UPDATE: Thanks all for the suggestions. For now we ended up increasing the
seq_page_cost from 1 to 2 in the database. That has gotten us back to our old much much faster speeds without change in code and seems to have
improved the speeds of other queries as well, without reducing speed of any.
ALTER DATABASE mydb SET seq_page_cost=2;
As Jeff suggested, we'll try to come up with a standalone example that exhibits the behavior. The below example was more to demonstrate the construct. Table names and fields were changed to protect the innocent so that is why we didn't bother showing explain plans. The behavior also seems to do
with the distribution of data and gets worse when stats are updated (via vacuum analyze). Didn't see this in PostgreSQL 8.3 and this was a system recently upgraded from 8.3 to 8.4
---ORIGINAL ARTICLE HERE --
This is a very odd thing and I think has happened to us perhaps once before.

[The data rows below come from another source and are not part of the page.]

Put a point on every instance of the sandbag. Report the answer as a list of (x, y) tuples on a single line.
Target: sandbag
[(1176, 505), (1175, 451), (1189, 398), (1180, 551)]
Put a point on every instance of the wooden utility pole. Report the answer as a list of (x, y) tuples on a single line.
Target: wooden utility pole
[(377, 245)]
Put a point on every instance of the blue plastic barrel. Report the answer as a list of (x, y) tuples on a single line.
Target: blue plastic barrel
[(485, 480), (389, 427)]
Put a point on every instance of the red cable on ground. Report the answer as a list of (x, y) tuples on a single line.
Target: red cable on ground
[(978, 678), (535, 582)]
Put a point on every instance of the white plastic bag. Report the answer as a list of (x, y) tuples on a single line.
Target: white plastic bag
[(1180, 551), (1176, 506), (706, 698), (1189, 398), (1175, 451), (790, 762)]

Its a bit puzzling, and we aren't particularly happy with our work around because its
something that looks to a casual observer as a bit bizarre. The hack is setting the enable_seqscan setting
off for a particular query to force the planner to use indexes available to it.

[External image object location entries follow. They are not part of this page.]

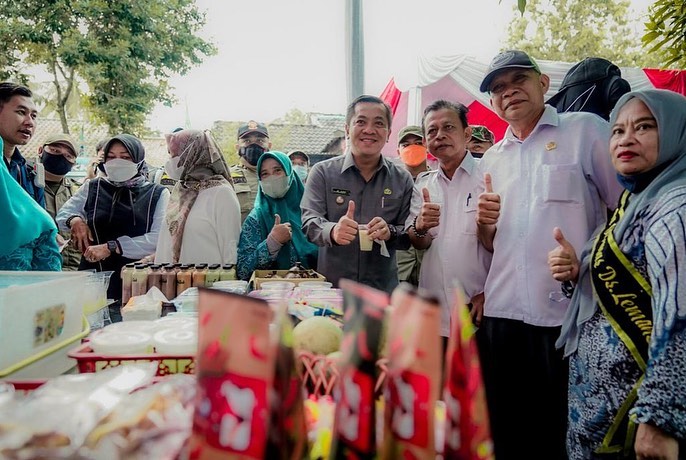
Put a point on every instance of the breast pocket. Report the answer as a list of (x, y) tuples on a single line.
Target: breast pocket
[(562, 184), (468, 220)]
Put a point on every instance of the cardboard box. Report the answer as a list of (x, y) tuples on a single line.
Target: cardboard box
[(260, 276), (40, 313)]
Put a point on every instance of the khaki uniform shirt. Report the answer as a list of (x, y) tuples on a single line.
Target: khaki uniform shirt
[(54, 200), (245, 183)]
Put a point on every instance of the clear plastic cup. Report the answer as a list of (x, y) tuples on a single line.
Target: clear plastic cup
[(366, 243)]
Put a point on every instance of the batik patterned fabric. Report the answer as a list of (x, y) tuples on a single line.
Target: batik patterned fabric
[(603, 372)]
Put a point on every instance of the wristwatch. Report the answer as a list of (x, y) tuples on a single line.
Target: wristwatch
[(112, 246)]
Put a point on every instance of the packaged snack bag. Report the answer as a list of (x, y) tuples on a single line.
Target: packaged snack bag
[(354, 435), (467, 430), (414, 375), (235, 366), (287, 428)]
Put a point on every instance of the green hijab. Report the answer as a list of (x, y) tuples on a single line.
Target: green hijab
[(288, 208), (23, 220)]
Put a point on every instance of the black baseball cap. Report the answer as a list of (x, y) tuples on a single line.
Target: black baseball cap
[(510, 59), (252, 127)]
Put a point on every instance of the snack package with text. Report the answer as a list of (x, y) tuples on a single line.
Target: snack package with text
[(287, 428), (354, 435), (234, 366), (467, 429), (413, 381)]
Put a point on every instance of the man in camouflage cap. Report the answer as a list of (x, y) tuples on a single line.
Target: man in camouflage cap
[(252, 142), (482, 139)]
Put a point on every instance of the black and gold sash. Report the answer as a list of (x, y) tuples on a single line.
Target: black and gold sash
[(625, 298)]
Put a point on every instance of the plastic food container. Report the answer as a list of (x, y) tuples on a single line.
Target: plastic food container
[(277, 285), (121, 342), (176, 342), (315, 284), (41, 313), (235, 286)]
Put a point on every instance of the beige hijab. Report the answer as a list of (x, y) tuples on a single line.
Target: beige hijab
[(203, 167)]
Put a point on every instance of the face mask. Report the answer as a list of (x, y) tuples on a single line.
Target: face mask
[(413, 155), (301, 171), (251, 153), (275, 187), (119, 170), (55, 164), (171, 167)]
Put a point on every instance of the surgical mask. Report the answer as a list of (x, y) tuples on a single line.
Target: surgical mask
[(172, 168), (301, 171), (119, 170), (275, 187), (55, 164), (251, 153), (413, 155)]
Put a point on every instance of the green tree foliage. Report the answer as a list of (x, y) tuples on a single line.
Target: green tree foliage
[(123, 50), (570, 30), (666, 32)]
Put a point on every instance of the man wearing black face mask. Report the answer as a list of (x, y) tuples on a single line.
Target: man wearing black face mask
[(253, 141), (58, 155)]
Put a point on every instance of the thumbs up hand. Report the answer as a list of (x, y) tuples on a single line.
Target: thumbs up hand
[(562, 260), (488, 206), (345, 230), (429, 214), (281, 232)]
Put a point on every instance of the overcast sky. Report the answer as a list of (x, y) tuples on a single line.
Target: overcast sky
[(276, 55)]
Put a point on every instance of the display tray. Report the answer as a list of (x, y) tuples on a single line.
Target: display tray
[(49, 362), (260, 276), (89, 361)]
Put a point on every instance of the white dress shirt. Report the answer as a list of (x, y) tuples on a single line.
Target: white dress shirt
[(211, 232), (455, 257), (559, 176)]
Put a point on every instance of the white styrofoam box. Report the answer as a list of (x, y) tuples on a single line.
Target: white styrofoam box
[(38, 311)]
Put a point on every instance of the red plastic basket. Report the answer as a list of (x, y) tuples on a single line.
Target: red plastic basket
[(88, 361), (320, 374)]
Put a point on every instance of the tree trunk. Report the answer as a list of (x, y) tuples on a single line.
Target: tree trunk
[(62, 93)]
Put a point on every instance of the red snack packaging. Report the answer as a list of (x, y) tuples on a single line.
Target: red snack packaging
[(354, 434), (467, 429), (287, 427), (234, 367), (413, 381)]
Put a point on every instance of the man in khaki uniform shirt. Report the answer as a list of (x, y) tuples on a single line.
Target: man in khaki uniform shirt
[(253, 141), (58, 155)]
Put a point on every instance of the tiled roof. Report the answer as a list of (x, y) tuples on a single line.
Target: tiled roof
[(310, 137)]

What is particularly troubling about this problem, is that it wasn't always this way.
This is a piece of query code we've had in an application for a while, and its worked shall
I say really fast. Response times in 300 ms - 1 sec, for what is not a trivial query against a not
so trivially sized hierarchy of tables.
Anyrate, one day -- this query that we were very happy with, suddenly started
hanging taking 5 minutes to run. Sure data had been added and so forth, but that didn't
completely explain this sudden change of behavior. The plan it had taken had changed drastically.
It just suddenly decided to stop using a critical index it had always used. Well it was still using it but just on
the root table, not the children. Though querying a child directly proved that it still refused to use it,
so it didn't seem to be the hierarchy at fault here.